Mit der Bahn von Nord nach Süd

Heute mittag bin ich von Hamburg-Harburg zu einem morgigen Termin nach Mannheim gefahren. Und zwar mit der Bahn, denn mit ihr brauchte ich vom Büro ins Hotel gut fünfeinhalb Stunden, mit dem Flugzeug wäre es über Frankfurt kaum schneller gegangen.

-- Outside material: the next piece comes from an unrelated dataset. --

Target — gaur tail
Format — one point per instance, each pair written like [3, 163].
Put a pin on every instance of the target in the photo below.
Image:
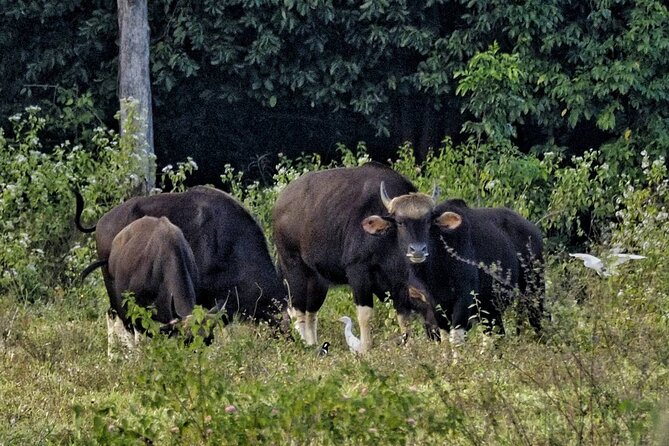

Da es zur Mittagszeit los ging, hatte ich nach dem Umsteigen in Hannover Hunger und ging in den Speisewagen. Die Mitropa versucht die Küche mit von Schubeck konzipierten Gerichten zu verbessern, ich habe mich aber an das auch schon in vor-Mitropazeiten gereichte Hühnerfrikassee gehalten.

Während ich kurz vor Göttingen am Essen war, kam ein leicht schwankender asiatisch aussehender Mann von etwa vierzig Jahren in den Wagen und setzte sich neben eine sehr hausfraulich aussehende Deutsche im Alter von etwa 60-70 Jahren und fing mit ihr ein Gespräch an. Seinem gebrochenen Deutsch war zu entnehmen, dass er seit 5 Jahren in Hamburg lebt, aus Estland stammt, aber eine kirgisische Mutter habe. Er sei auf dem Weg, seine Kinder in Nordhausen zu besuchen.

Geduldig und all ihre mütterliche Erfahrung ausspielend, unterhielt sich die Frau geduldig mit ihm und nahm seine Antworten in gebrochenem Deutsch zur Kenntnis. Sanft und mit der Unterstützung der Kellnerin und der Zugbegleitung hielt sie ihn davon ab, noch etwas zu Essen zu bestellen und sorgte durch beständiges Einreden dafür, dass er fluchend und „Sch..e“ rufend tatsächlich in Göttingen den Zug verließ.

Die arme Frau war so erschöpft, dass sie sich an den Tisch einer anderen Frau in gleichem Alter setzte und mit ihr einen Kaffee trank, wobei sie mehrfach bemerkte, dass sie so etwas noch nicht erlebt habe. Danach war es ruhig im nur spärlich besetzten Speisewagen.

Wenn der Zug in den Mittelgebirgen um Kassel nicht in dunklen Tunneln war (in denen teilweise der Empfang mit dem iPhone erstaunlicherweise besser als außerhalb war), zog draußen die mittlerweile doch recht grüne Landschaft vorbei. Auf den Feldern waren Gruppen von wild und sogar ein Storchenpaar zu sehen, das einen sprießenden Acker nach Nahrung absuchte.

Langsam wurden die Backsteinhäuser in den Dörfern durch weiß verputzte 1-2-Familienhäuser, die norddeutschen Kirchen mit ihren wehrhaften Türmen durch solche mit Zwiebeltürmen ersetzt.

Und als dann der Zug die Rhein-Main-Ebene erreichte, wurde plötzlich klar, dass Frühling ist. Die Forsythien zeigten nicht nur Knospen, sondern standen in voller gelber Blüte, es gab Bäume voll mit rosa, andere mit violetten Blüten. Besonders auffällig allerdings waren die vielen Sträuche und Bäume mit dichtem Besatz von weißen Blüten, bei den mein noch vom Winter beeinflusstes Gehirn sich zuerst noch wunderte, wie sich den bei diesen Temperaturen und um diese Tageszeit so ein dicker Reif entwickeln könne.

Noch einmal wurde dann das frühlingshafte Denken aus aktuellem Anlass doch getrübt, als der Zug den Bahnhof von Biblis passierte. Doch dann war Mannheim erreicht, übrigens auf die Minute pünktlich.